In one of the conventional leak check systems of the evaporative fuel control system, a pressure condition of the evaporative fuel is detected after the engine is stopped and a leak check condition is satisfied to process for initialization. In order to avoid false results, the leak check is prevented if the pressure of the evaporative fuel is more than or equal to a predetermined value. After the evaporative pressure is below the predetermined value, the leak check is carried out. Also, there are some leak check systems that avoid false check results due to an opened fuel cap during refueling. In these systems, a leak is examined with negative pressure in the evaporative fuel control system. The leak check is prevented if the pressure in the fuel tank is above a predetermined value when the vehicle is stopped. Further, there are some leak check systems that try to avoid a false check result due to an opened fuel cap during refueling by comparing a remaining amount of fuel at start of the engine with a remaining amount of fuel at last engine stop to determine whether the fuel cap is opened while the engine is stopped. If the fuel cap is opened when the engine is stopped while refueling, the leak check result is canceled to avoid a false check result due to the opened fuel cap. See JP Laid-Open No. H11-336620, JP Laid-Open No. 2002-256988, JP Laid-Open No. 2003-120437.

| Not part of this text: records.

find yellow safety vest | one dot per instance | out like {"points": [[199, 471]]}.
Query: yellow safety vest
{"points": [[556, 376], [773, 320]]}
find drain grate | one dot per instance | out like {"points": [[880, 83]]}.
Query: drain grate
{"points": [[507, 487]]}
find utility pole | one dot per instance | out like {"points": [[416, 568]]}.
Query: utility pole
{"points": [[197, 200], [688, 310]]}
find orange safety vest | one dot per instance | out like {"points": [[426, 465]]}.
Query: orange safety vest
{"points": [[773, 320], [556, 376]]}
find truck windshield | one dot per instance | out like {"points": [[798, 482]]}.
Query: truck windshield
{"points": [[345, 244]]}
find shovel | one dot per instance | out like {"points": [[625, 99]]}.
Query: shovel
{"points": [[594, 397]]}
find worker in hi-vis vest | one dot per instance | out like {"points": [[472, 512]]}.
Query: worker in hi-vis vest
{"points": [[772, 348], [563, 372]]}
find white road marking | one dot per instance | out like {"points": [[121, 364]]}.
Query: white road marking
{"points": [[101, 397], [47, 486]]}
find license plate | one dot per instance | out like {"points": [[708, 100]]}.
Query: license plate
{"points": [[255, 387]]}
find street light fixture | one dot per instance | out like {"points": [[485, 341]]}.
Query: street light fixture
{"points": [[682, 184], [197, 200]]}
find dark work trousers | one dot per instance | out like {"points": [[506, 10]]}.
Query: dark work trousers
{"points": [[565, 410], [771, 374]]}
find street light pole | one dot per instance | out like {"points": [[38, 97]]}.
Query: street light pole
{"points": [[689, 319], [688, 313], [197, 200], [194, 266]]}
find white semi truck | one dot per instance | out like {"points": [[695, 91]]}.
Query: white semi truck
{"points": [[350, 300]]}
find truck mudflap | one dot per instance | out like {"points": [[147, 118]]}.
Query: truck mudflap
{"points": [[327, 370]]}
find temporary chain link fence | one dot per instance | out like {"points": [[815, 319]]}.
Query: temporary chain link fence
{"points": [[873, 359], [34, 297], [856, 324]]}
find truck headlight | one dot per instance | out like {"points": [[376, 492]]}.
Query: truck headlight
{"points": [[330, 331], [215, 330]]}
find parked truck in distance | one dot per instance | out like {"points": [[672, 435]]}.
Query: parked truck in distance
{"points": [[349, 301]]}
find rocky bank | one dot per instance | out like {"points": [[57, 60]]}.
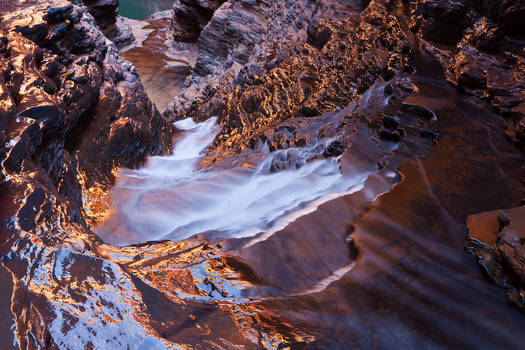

The check method of the conventional evaporative fuel control system is more precise than the prior method, since leakage is tested during stop of the engine during which the evaporative fuel is stable. However, in conditions where significant vaporized gas is generated due to refueling, the precision of the detection can be detrimentally affected, which leads to mistaking a no leakage condition for leakage.
On this account, JP Laid-Open No. 2003-120437 discloses a suggestion to cancel the leak check if the leak check is performed during stop of the engine and then if the refueling is detected at start of the engine.
However, without a sufficient purge of the evaporative fuel generated by the refueling after start of the engine, application of the leak check may be wrongly determined when the leak is tested again during a subsequent engine stop.